State-of-the-ART Trial: Do Recruitment Maneuvers & Higher PEEP Raise Mortality?
Jon-Emile S. Kenny MD [@heart_lung]
“To believe in medicine would be the height of folly, if not to believe in it were not a greater folly still.”
-Proust
A 32 year old man with no past medical history save for a BMI of 51 is admitted with severe acute pancreatitis following a large intake of ethanol at a recent bachelor party. 72 hours into his hospitalization he becomes severely short of breath; he has gained 3 kg since admission but has no peripheral edema. Plain film of his chest reveals bilateral infiltrates; he is placed on a Venturi mask and his calculated PaO2:FiO2 ratio is 140. As he is unable to tolerate both high flow nasal cannula and BiPAP, an awake intubation is performed and he is ventilated with a tidal volume of 6 mL/kg of predicted body weight and a PEEP of 12 cm H2O. He is sedated and paralyzed, but his oxygenation progressively worsens.
At the recent European Society of Intensive Care Medicine in Vienna, the Alveolar Recruitment Trial was presented; the results immediately launched Twitter into a digital chorus of shocked songbirds. The open lung approach is dead, they sang – and this isn’t fake news.
Background
The premise behind the ‘open lung approach’ is to open collapsed lung – often using a recruitment maneuver – and keep it open with positive end-expiratory pressure [PEEP]. The putative benefit from this exercise being mitigation of atelectrauma – the injury sustained by lung tissue from repetitive opening and closing – particularly about areas of lung inhomogeneity, or stress raisers.
Prior to the ART Trial, three large randomized controlled trials evaluated the effects of high PEEP versus low PEEP in the context of lung protective tidal volumes.
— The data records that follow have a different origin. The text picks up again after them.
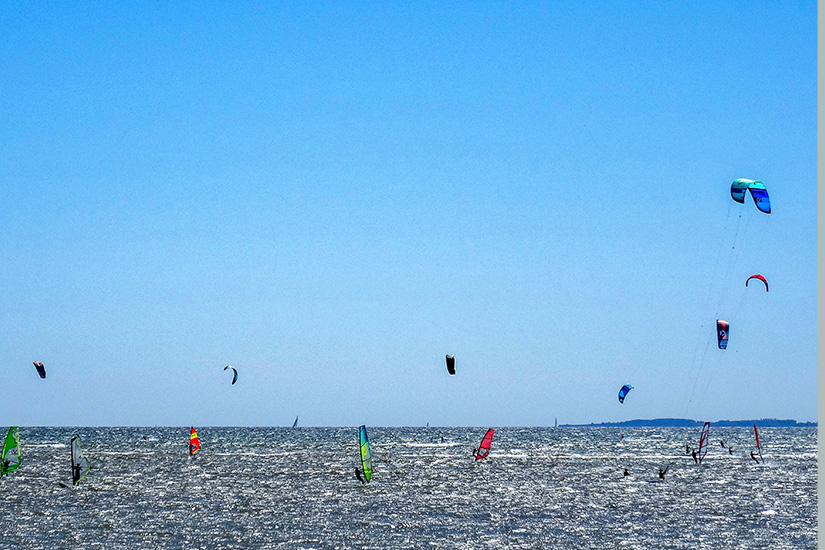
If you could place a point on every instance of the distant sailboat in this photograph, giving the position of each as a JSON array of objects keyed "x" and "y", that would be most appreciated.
[
  {"x": 758, "y": 445},
  {"x": 10, "y": 456},
  {"x": 194, "y": 442},
  {"x": 484, "y": 447},
  {"x": 703, "y": 442},
  {"x": 80, "y": 464},
  {"x": 366, "y": 453}
]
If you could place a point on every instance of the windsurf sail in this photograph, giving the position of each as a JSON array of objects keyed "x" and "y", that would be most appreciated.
[
  {"x": 758, "y": 445},
  {"x": 451, "y": 364},
  {"x": 41, "y": 370},
  {"x": 484, "y": 446},
  {"x": 366, "y": 454},
  {"x": 194, "y": 442},
  {"x": 80, "y": 464},
  {"x": 722, "y": 333},
  {"x": 624, "y": 391},
  {"x": 703, "y": 442},
  {"x": 10, "y": 456}
]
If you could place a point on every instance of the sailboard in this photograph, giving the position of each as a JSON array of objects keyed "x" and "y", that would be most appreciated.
[
  {"x": 703, "y": 442},
  {"x": 194, "y": 442},
  {"x": 484, "y": 446},
  {"x": 80, "y": 464},
  {"x": 10, "y": 456},
  {"x": 758, "y": 445},
  {"x": 366, "y": 454}
]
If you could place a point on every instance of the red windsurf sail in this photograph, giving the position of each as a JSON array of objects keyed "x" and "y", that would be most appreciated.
[
  {"x": 194, "y": 442},
  {"x": 484, "y": 446}
]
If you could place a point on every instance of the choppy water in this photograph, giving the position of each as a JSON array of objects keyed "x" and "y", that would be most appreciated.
[{"x": 295, "y": 488}]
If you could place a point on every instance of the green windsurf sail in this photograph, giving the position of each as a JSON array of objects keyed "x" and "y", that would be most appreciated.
[
  {"x": 366, "y": 454},
  {"x": 80, "y": 464},
  {"x": 10, "y": 457}
]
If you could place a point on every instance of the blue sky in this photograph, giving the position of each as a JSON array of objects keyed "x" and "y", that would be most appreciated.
[{"x": 332, "y": 196}]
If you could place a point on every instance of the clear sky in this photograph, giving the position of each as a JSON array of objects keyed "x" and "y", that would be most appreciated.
[{"x": 331, "y": 196}]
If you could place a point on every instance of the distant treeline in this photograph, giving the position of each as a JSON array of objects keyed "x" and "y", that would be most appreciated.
[{"x": 686, "y": 423}]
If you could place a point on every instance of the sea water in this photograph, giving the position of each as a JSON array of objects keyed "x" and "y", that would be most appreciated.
[{"x": 258, "y": 488}]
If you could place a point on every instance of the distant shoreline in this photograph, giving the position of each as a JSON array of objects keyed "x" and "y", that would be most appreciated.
[{"x": 686, "y": 423}]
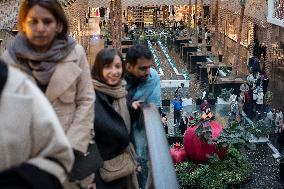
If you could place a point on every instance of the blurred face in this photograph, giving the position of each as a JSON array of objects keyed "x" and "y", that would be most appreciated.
[
  {"x": 112, "y": 73},
  {"x": 141, "y": 70},
  {"x": 40, "y": 28}
]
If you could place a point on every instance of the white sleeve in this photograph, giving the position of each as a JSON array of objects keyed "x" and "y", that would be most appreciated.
[{"x": 51, "y": 150}]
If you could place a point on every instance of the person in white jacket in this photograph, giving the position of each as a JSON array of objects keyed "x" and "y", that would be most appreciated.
[{"x": 30, "y": 132}]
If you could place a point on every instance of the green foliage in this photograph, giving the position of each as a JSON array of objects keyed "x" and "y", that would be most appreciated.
[
  {"x": 204, "y": 131},
  {"x": 236, "y": 134},
  {"x": 225, "y": 94},
  {"x": 260, "y": 129},
  {"x": 268, "y": 98},
  {"x": 232, "y": 171}
]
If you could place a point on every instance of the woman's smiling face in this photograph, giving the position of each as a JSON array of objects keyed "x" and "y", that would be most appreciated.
[{"x": 112, "y": 73}]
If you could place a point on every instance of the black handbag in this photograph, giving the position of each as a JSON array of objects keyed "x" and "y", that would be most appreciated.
[{"x": 86, "y": 164}]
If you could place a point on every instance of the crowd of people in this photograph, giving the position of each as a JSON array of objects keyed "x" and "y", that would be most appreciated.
[{"x": 66, "y": 124}]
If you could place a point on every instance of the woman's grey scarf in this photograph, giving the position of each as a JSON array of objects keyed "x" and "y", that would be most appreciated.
[{"x": 40, "y": 65}]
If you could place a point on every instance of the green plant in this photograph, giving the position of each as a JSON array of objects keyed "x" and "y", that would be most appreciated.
[
  {"x": 216, "y": 174},
  {"x": 260, "y": 129},
  {"x": 268, "y": 98},
  {"x": 236, "y": 134},
  {"x": 225, "y": 94},
  {"x": 211, "y": 96}
]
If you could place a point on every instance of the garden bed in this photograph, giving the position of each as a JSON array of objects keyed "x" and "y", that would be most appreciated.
[{"x": 232, "y": 172}]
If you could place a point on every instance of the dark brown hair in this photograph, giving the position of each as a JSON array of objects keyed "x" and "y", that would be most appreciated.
[
  {"x": 103, "y": 58},
  {"x": 52, "y": 6}
]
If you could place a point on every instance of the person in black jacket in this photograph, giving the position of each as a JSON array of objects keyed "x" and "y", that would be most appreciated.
[{"x": 112, "y": 119}]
In 2004, the ARDSNet ALVEOLI trial [549 patients] was the first, followed by the LOVS [985 patients] and EXPRESS [767 patients] trials in 2008. Of these 3, only the LOVS trial routinely used recruitment maneuvers as a part of the experimental paradigm. In each of the three trials there was a trend towards improvement in mortality for the patients receiving high PEEP, however, none were statistically significant.
Following these three trials, a meta-analysis was performed which showed, overall, no mortality benefit to high PEEP. However, in sub-group analysis, those with a PaO2:FiO2 ratio of less than 200 had improved mortality with augmented end-expiratory pressure; thus the ART Trial only enrolled those with moderate-to-severe ARDS.
Intervention
1013 patients were randomized in the ART Trial to either low PEEP which was guided by the same PEEP-FiO2 table used in the low PEEP group in both the ALVEOLI and LOVS trials [see table 1] or to recruitment maneuver and titrated PEEP. Overall, 62% of the patients had ARDS of pulmonary origin while 38% were of extra-pulmonary origin and these proportions are similar to previous trials.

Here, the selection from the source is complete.